In Case You Missed It: Illinois strengthened its data privacy and security law, with the amendments going into effect in January 2017. The amendments include expanding the definition of “personal information” to include a username or email address of an Illinois resident in conjunction with a password or security question answer that would permit access to an online account. The definition is also expanded to include medical and health insurance information. However, if a company already complies with the data security elements of HIPAA and HITECH, then it will be deemed to comply with the Illinois law. Illinois’ amendments follow similar measures adopted in California last fall to strengthen its data security law.

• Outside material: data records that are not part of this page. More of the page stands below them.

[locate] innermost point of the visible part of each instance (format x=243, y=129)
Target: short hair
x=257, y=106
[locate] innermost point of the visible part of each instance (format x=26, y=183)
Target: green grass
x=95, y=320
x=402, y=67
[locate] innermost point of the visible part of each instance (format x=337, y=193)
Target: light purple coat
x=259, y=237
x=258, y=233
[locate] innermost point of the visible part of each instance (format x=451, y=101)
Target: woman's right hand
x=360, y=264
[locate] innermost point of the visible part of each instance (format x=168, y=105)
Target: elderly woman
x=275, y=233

News of Note: The Ponemon Institute and IBM released their 2016 Cost of Data Breach Study. The study collected data from 382 companies that experienced a data breach in the last year. The study – which encompasses 12 countries — found that the average cost of a data breach increased from $3.79 million to $4 million. The average cost paid for each lost or stolen record was $158.

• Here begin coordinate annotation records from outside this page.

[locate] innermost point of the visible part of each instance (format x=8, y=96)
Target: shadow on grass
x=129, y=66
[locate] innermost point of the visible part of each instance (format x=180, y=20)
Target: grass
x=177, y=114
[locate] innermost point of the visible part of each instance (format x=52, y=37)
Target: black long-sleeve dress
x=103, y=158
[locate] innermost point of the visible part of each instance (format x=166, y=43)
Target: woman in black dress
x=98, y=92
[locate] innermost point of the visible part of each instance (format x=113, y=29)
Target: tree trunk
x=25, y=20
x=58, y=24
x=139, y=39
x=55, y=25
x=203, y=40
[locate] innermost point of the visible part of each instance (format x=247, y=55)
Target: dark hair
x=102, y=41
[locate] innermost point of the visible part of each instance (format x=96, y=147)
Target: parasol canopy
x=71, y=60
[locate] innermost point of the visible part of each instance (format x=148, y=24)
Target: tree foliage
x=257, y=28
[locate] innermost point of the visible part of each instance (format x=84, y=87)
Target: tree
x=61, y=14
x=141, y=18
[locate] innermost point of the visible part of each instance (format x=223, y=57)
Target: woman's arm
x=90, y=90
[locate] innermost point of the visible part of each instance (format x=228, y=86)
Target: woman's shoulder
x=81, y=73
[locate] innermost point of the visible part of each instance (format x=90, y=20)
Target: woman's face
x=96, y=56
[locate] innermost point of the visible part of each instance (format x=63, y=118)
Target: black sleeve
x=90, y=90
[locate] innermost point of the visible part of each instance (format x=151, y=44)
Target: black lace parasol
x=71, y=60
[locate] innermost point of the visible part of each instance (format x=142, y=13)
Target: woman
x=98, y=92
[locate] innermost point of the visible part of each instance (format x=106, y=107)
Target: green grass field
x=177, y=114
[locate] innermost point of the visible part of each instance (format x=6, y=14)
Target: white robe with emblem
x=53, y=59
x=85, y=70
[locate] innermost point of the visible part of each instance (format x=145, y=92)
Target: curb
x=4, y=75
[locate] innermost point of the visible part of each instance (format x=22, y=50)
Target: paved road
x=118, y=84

Practice Tip: The same Ponemon Institute and IBM study suggests many useful ways to reduce the cost of a data breach. For instance, it is difficult to dispute that the longer it takes to detect and contain a data breach, the more costly it will be to resolve that breach. Companies that invest in technology, in-house expertise, and staff training have a better chance of avoiding a breach and more quickly detect and containing breaches that do occur. Another example of a cost saving preemptive measure is establishing an incident response team. The study found that having and engaging an internal incident response team reduces the cost per compromised record by $16, from $158 to $142.